テントの設営、ガス充填24時間、換気24時間、テントの解体で丸々3日間は自宅に戻れません。生物に有害なガスにさらされるため、封の開いた調味料や食材、薬や歯磨き粉等口に入れるものは全て専用の特大ビニール袋2枚重ねで密封します。当然ペットや水槽、観葉植物も避難させます。聞いた話によると、昔ガス充填中に空き巣に入った泥棒が中毒死していた事件もあったそうで、最近の空き巣はガスマスクを装着しているとか。換気中は24時間窓が開けっ放しなので貴重品やカメラ機材も避難先のホテルへ運びます。少ないと思っていた荷物もスーツケースに詰めてみると8個、置いていくビニール袋は10個にもなりました。

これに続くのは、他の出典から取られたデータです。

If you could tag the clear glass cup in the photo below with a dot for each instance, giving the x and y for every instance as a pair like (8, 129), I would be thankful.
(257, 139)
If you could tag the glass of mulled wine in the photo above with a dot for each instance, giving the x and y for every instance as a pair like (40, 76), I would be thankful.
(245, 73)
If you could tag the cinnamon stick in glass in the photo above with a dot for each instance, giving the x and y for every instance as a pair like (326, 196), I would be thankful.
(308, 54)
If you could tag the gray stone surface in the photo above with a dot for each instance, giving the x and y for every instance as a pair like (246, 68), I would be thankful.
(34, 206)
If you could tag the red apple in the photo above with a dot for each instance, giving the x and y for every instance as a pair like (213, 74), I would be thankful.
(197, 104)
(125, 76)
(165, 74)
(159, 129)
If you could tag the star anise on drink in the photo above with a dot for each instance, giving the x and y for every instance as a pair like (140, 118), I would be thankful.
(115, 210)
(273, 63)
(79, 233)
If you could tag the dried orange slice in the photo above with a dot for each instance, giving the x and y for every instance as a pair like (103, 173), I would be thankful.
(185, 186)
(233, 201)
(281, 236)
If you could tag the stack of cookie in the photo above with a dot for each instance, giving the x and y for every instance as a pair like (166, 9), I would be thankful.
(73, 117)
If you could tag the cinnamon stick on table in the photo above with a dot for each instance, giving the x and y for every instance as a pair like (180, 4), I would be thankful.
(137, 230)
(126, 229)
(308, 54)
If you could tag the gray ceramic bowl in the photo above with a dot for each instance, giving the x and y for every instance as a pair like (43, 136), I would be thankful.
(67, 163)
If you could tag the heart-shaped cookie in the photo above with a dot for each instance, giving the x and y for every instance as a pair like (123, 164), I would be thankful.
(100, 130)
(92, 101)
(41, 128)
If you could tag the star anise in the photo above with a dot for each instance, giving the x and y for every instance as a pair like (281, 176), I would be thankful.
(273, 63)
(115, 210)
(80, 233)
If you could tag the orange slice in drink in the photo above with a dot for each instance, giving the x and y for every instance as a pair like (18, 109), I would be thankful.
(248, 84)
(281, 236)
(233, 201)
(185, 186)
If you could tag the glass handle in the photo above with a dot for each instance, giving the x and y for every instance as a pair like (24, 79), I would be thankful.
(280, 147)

3日後、自宅に戻ってみるといきなり玄関の前にPOISONと書かれたドクロマーク付きのポスターや何かのフタが落ちています。

ドキドキしながら家に入るとほのかに薬品臭がしましたが、特に何も無くなっていません。ホテルに持って行くつもりで冷蔵庫にそのまま忘れていた冷凍エビさん。ガスに汚染されて廃棄処分かと絶望していましたら、業者の方がご丁寧にビニールに入れてくれていました。

その日の夜はエビとハイボールで乾杯!無事に終わって良かったですわ~。